Member of Uttar Pradesh Legislative Assembly
- In office 1996–2002
- Preceded by: Maya Shankar Pathak
- Succeeded by: Ramjit Rajbhar
- Constituency: Chiraigaon
- In office 2003–2007
- Preceded by: Ramjit Rajbhar
- Succeeded by: Udai Lal Maurya
- Constituency: Chiraigaon

Personal details
- Alma mater: Udai Pratap Autonomous College, Varanasi (B.Sc) Benaras Hindu University (M.Sc)

= Virendra Singh (Varanasi) =

Indian politician

Virendra Singh (also spelled Birendra Singh) is an Indian politician and a member of the Samajwadi Party. He is the current Member of Parliament, Lok Sabha from the Chandauli constituency in Uttar Pradesh.
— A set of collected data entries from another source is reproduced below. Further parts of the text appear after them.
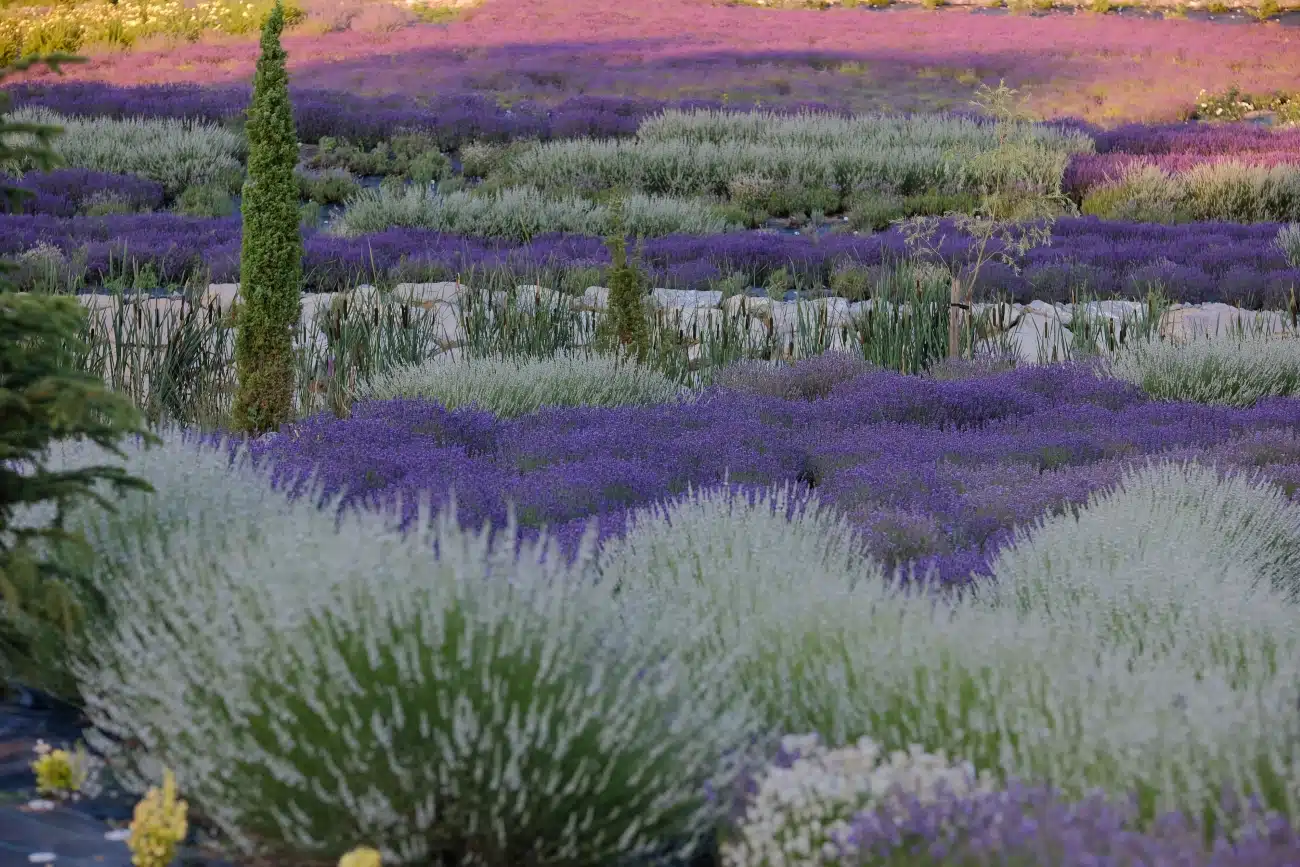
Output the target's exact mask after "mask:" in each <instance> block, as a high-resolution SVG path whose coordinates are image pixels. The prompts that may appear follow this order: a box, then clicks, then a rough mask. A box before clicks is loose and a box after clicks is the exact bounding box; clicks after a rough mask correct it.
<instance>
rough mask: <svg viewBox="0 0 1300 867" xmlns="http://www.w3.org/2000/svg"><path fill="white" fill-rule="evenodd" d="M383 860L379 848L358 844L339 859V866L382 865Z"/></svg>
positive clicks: (361, 866)
mask: <svg viewBox="0 0 1300 867" xmlns="http://www.w3.org/2000/svg"><path fill="white" fill-rule="evenodd" d="M382 863H383V862H382V861H381V859H380V853H378V850H377V849H370V848H369V846H357V848H356V849H354V850H352V851H350V853H347V854H346V855H343V857H342V858H339V859H338V867H381V866H382Z"/></svg>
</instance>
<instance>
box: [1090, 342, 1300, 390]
mask: <svg viewBox="0 0 1300 867" xmlns="http://www.w3.org/2000/svg"><path fill="white" fill-rule="evenodd" d="M1104 370H1105V372H1106V374H1108V376H1110V377H1114V378H1118V380H1123V381H1126V382H1132V383H1134V385H1136V386H1138V387H1140V389H1141V390H1143V391H1145V393H1147V394H1149V395H1151V396H1152V398H1156V399H1157V400H1187V402H1196V403H1209V404H1219V406H1227V407H1239V408H1248V407H1253V406H1255V404H1256V403H1258V402H1260V400H1264V399H1266V398H1290V396H1295V395H1297V394H1300V341H1297V339H1296V338H1295V335H1291V334H1268V333H1258V334H1253V333H1248V331H1244V330H1242V331H1240V333H1231V334H1227V335H1225V337H1222V338H1216V337H1212V335H1208V334H1206V335H1193V337H1192V339H1191V341H1188V342H1186V343H1175V342H1173V341H1160V342H1156V341H1136V342H1134V343H1130V344H1128V346H1126V347H1123V348H1121V350H1118V351H1117V352H1114V354H1112V355H1110V356H1109V357H1106V359H1104Z"/></svg>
== Early life and education ==
He obtained his B.Sc. degree from Udai Pratap Autonomous College, Varanasi.
He completed his M.Sc. from Banaras Hindu University.

== Political career ==
Earlier, he was a member of the Uttar Pradesh Legislative Assembly, elected from the Chiraigaon constituency for two terms: 1996–2002 and 2003–2007.
Over his career, he has been affiliated with multiple political parties, including the Indian National Congress and the Bahujan Samaj Party, before joining the Samajwadi Party.
In 2024, he contested the Lok Sabha elections from Chandauli and won, becoming Member of Parliament.
He also serves as a national spokesperson for the Samajwadi Party.

== Parliamentary performance ==
In the 18th Lok Sabha, he has been actively participating in debates and raising issues pertaining to his constituency and national matters.
His attendance record is noted to be high.

== Residence and contact ==
He resides in Tagore Town, Orderly Bazar, Varanasi district.
His email and contact details are publicly listed in the Lok Sabha member’s directory.